Reply to Aretae on Immigration

“You don’t know, I don’t know. Glad we cleared that up.” — Aretae

I don’t even know whether the sun will rise tomorrow.
Yeah the above is obviously a dumb thing to say, just like yours was. We “know” things on a probabilistic stale. So yes, long-term prediction is an insane thing to
do. However, that should make us wearier when fiddling with the _present_ and the politicos have fucked with the present with the 1965 Immigration act.
So, we are obliged to try to analyze the situation.

So, here’s my shot:

Putnam showed that diversity reduces trust and solidarity. Some other folks showed that trust is negatively correlated with the amount of regulation though obviously its also negatively correlated with willingness to pay for welfare of out-groups.
We know that productivity (marginal product -> income) is strongly correlated with IQ, and a host of other positive things are as well.

Now, to take a break, let me pause and say that I completely agree with the purely economic (as opposed to political economy) analysis that you presented –
immigrants are mostly a net gain.

However, we are concerned not simply with wealth, but the ability to keep increasing wealth – in other words, THE SYSTEM.

So, how does the influx of diverse out-groups affect THE SYSTEM in regards to regulation, whether in terms of affirmative action payoffs, further reduction in
private property rights (to discriminate), reduction in trust perhaps leading to further social regulation (nanny statism, NIMBYism), and predictability in
enforcement of even bad rules?

I say all these things trend towards the negative when you reduce the percentage of American of European ancestry and increase the percentage of Mexicans.
So imagine a simple bell curve – wealth gains carry on with immigration – and then the economics is overwhelmed by the politics and wealth drops off due to
institutional corruption, ethnic hostility, increase in security infrastructure (check out South Africa), increase in the risk and insurance premia, which negatively affect investment which, by your own compounding rule matter IMMENSELY.

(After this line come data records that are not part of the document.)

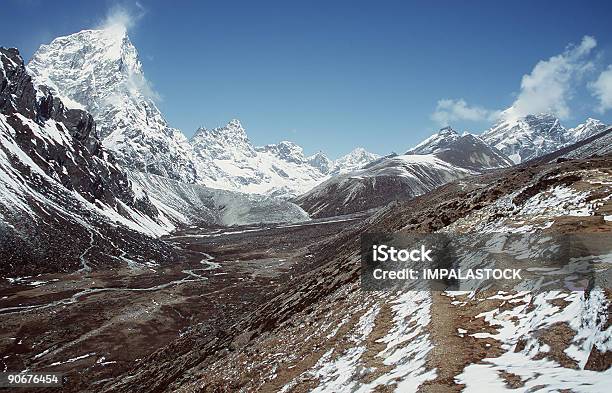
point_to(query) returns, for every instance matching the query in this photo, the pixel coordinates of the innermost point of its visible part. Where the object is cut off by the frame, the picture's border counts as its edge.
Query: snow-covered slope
(227, 159)
(195, 204)
(466, 151)
(356, 159)
(64, 202)
(390, 178)
(527, 137)
(587, 129)
(99, 71)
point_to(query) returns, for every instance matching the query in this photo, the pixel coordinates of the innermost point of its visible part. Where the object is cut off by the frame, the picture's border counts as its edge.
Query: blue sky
(332, 75)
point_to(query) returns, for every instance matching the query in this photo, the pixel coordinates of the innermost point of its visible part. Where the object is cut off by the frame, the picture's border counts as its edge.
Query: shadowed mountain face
(352, 340)
(465, 151)
(443, 157)
(62, 195)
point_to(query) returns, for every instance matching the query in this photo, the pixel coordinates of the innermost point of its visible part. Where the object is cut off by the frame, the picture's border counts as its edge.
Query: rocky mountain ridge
(535, 135)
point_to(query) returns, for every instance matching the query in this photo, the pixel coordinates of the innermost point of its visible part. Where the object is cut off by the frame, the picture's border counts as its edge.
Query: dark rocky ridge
(210, 364)
(64, 144)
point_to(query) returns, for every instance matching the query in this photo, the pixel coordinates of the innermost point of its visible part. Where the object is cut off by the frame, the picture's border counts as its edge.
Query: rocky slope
(227, 159)
(441, 158)
(64, 202)
(387, 179)
(528, 137)
(354, 340)
(194, 204)
(58, 182)
(587, 129)
(465, 151)
(99, 71)
(532, 136)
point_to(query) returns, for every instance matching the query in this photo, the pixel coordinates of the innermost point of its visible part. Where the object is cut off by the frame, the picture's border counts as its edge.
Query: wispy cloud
(449, 110)
(549, 86)
(602, 90)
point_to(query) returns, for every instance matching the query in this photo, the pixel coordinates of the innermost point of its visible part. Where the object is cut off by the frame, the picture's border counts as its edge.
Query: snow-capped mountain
(444, 157)
(227, 159)
(64, 202)
(533, 136)
(587, 129)
(356, 159)
(527, 137)
(390, 178)
(320, 161)
(465, 151)
(99, 71)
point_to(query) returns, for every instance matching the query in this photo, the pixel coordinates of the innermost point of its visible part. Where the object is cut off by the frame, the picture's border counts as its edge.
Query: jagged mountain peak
(527, 137)
(99, 71)
(357, 158)
(465, 150)
(232, 131)
(587, 129)
(442, 139)
(285, 150)
(448, 130)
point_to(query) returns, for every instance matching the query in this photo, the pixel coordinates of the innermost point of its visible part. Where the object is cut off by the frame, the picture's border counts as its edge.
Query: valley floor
(95, 326)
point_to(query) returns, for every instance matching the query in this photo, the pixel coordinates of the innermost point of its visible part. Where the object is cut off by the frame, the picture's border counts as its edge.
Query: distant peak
(448, 130)
(234, 123)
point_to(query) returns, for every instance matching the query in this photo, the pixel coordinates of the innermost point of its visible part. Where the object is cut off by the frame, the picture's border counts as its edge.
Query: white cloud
(602, 90)
(120, 19)
(548, 88)
(449, 110)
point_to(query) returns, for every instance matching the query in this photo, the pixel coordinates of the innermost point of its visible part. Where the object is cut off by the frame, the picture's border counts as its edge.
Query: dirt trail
(452, 352)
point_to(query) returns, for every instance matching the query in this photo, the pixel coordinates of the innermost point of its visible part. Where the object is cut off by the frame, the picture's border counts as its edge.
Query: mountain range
(99, 71)
(83, 116)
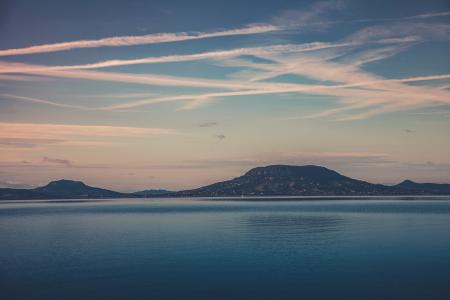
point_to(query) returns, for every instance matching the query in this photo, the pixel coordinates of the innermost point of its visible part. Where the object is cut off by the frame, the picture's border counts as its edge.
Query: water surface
(203, 249)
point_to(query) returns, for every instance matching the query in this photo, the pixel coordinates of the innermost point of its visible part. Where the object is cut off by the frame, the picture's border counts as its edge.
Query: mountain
(75, 189)
(20, 194)
(286, 180)
(60, 189)
(415, 188)
(275, 180)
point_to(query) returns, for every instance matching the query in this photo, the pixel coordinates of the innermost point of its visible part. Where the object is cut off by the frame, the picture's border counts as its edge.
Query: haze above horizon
(179, 94)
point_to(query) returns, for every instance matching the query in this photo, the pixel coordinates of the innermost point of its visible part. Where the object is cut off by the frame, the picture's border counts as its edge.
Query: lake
(226, 249)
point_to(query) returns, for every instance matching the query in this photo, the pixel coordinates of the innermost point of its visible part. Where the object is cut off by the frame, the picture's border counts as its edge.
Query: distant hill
(275, 180)
(414, 188)
(152, 193)
(283, 180)
(60, 189)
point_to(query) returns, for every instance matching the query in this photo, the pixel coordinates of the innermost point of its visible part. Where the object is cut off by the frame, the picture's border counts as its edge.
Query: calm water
(198, 249)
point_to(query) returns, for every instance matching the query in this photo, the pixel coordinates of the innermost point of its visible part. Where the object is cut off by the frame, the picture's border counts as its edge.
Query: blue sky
(177, 94)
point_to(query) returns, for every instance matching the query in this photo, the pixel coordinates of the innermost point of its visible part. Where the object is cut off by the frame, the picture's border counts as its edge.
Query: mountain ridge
(272, 180)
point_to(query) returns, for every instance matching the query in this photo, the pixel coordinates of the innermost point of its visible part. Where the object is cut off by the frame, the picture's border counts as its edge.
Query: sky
(133, 95)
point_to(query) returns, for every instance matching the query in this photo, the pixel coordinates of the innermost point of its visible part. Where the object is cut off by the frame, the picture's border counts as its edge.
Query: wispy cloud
(40, 101)
(208, 124)
(220, 136)
(58, 161)
(138, 40)
(64, 131)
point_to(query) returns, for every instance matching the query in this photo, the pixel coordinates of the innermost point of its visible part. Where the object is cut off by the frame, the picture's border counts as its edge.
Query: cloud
(138, 40)
(26, 143)
(312, 17)
(41, 101)
(423, 31)
(69, 132)
(57, 161)
(220, 136)
(208, 124)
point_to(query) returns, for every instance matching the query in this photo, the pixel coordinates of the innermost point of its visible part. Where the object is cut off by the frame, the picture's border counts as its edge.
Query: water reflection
(299, 227)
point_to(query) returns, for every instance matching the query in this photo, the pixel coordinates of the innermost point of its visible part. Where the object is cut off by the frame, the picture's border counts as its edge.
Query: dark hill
(414, 188)
(286, 180)
(75, 189)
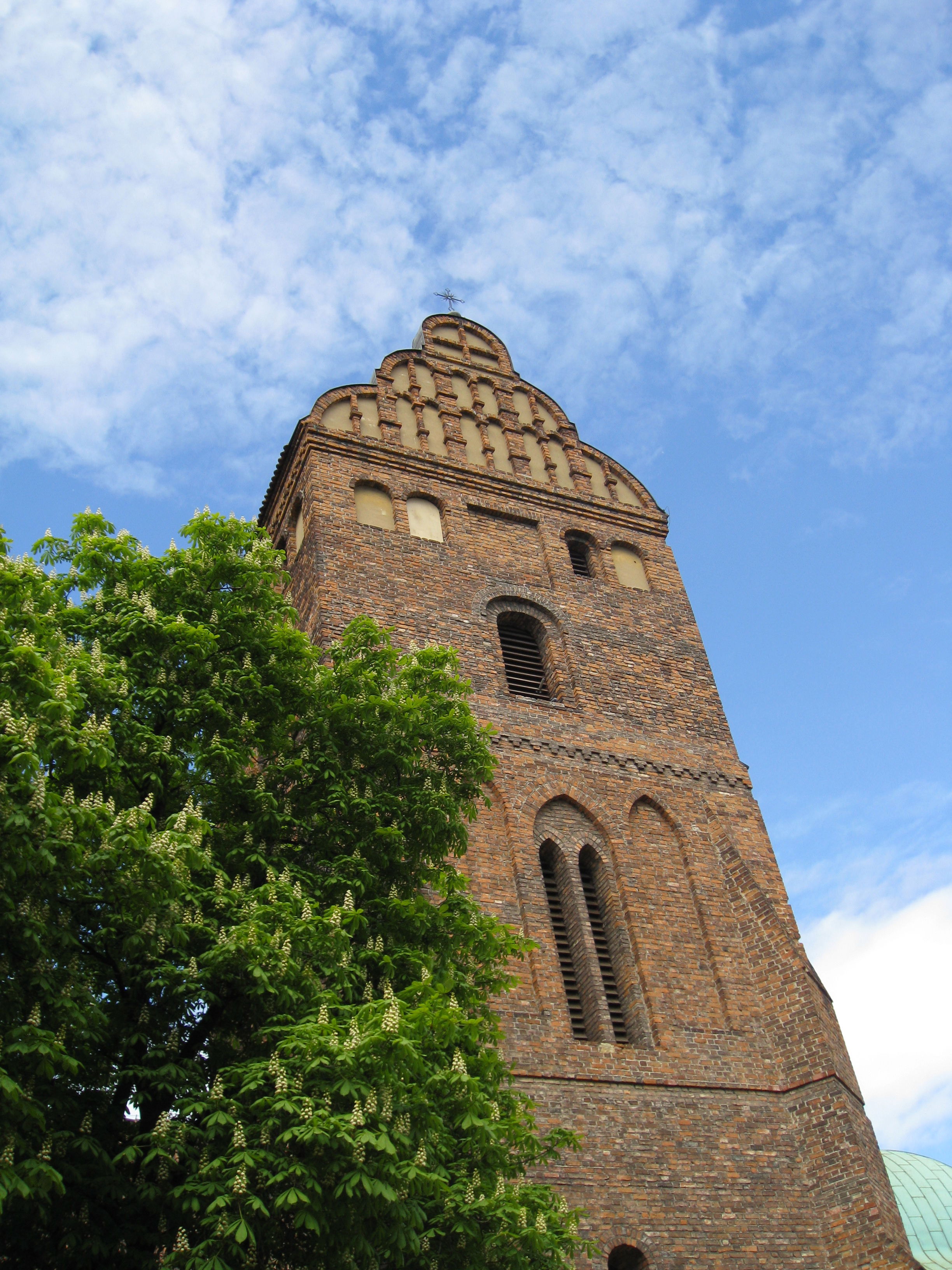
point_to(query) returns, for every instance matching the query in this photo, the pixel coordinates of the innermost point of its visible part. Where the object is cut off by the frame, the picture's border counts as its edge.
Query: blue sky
(719, 235)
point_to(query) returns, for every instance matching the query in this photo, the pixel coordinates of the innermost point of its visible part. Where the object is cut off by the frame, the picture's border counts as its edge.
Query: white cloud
(214, 215)
(890, 975)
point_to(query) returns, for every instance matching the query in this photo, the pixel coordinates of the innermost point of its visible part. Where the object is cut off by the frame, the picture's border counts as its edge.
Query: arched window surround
(592, 552)
(567, 832)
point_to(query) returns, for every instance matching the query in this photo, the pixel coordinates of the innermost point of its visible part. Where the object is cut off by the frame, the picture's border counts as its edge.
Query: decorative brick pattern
(729, 1132)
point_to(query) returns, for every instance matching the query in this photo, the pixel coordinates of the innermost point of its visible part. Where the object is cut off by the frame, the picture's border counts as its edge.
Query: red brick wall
(730, 1131)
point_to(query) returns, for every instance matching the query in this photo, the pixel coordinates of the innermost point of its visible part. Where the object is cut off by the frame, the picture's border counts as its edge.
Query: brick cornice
(625, 763)
(492, 486)
(718, 1088)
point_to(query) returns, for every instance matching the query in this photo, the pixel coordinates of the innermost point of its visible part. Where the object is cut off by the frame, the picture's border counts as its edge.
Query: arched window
(522, 657)
(624, 1256)
(629, 567)
(560, 931)
(374, 507)
(424, 520)
(579, 556)
(590, 867)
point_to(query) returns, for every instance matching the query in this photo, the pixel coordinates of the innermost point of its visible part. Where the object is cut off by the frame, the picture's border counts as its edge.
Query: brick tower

I don’t know how you can be so glib in completely ignoring this META programming of the SYSTEM to a _possible_ state detrimental to further wealth gains far into the future. I understand that you may be frustrated with and discount the viewpoints of immigration opponents who can’t seem to get their heads around Ricardian

comparative advantage and the empirical data on immigrants’ assistance to “the economy.”
However, the more sophisticated argument is meta. Now, of course you can wave your hands and say well, these things aren’t an issue if we don’t give immigrants the vote, and take away welfare. Sure, but this is massive, massive fraud. Why? Well, cause you are discounting actual asymptotic harm to Americans by promising some silly CAMPAIGN to weed out things which are around 130 years old – welfare, voting rights being harder to remove with Egalitarian morality as currently fashionable.

Here’s another issue – the current dispensation is not derived from an analysis like yours – its derived from a combination of
regular, commercial self-interest AND naked, cynical exploitation
of pure numbers to re-inforce a certain political coalition as the
expense of other coalitions. In simple words, Democrats did 1965
to execute exactly the situation RSF and I are warning about.

And another one – what possible chance is there to keep a no-voting rights
rule enforced (even if this was somehow achieved), when the market for
votes-not-granted keeps getting larger?

In short, you MUST solve for these possbilities. You can’t hand-wave it away.
That would be as misguided and criminal as enforcing regulations that reduce
the compound growth rate by 1% every year.

5 thoughts on “Reply to Aretae on Immigration

  1. Excellent points about the long term political consequences of immigration affecting economics.

    Aretae wants to focus on purely the economic aspects, but I don’t think he carries the day on that matter. The US has recently taken in more immigrants than the rest of the world combined, and yet with all these immigrants running around supposedly creating value, our economy still tanked as bad or worse than others.

    1. rsf

      Thanks for dropping by. From all I’ve read, its really hard to prove immigrants’ positive (or negative) contribution to the economy. So I rely on comparative advantage. This sets me apart from most immigration skeptics who usually tend to be anti-free-trade as well. I accept Aretae’s purely economic position on immigration. But the politics overwhelms the economics in the long run. Also, I’m not sure what “purely economic” means, economics started as the study of Political Economy – this analysis would be right up in there.

      Also, personally I don’t believe immigration has anything to do with recessions, or if they do, at least not this one.

    2. Just looking a bit at the big picture, we have Germany and China, relatively immigrant free, showing good economic growth, while America the Inviter less so.

      I’d say in general that recessions and immigration are not a linked issue. In the current instance, however, we had the dynamic of the housing boom inviting immigrants to build and buy houses, and all that flowing through the system, and then the downturn putting pressure on unskilled labor, so I would say that there is some linkage.

      Economics may have started as the study of political economy, but now many seem to just worship at the altar of GDP growth.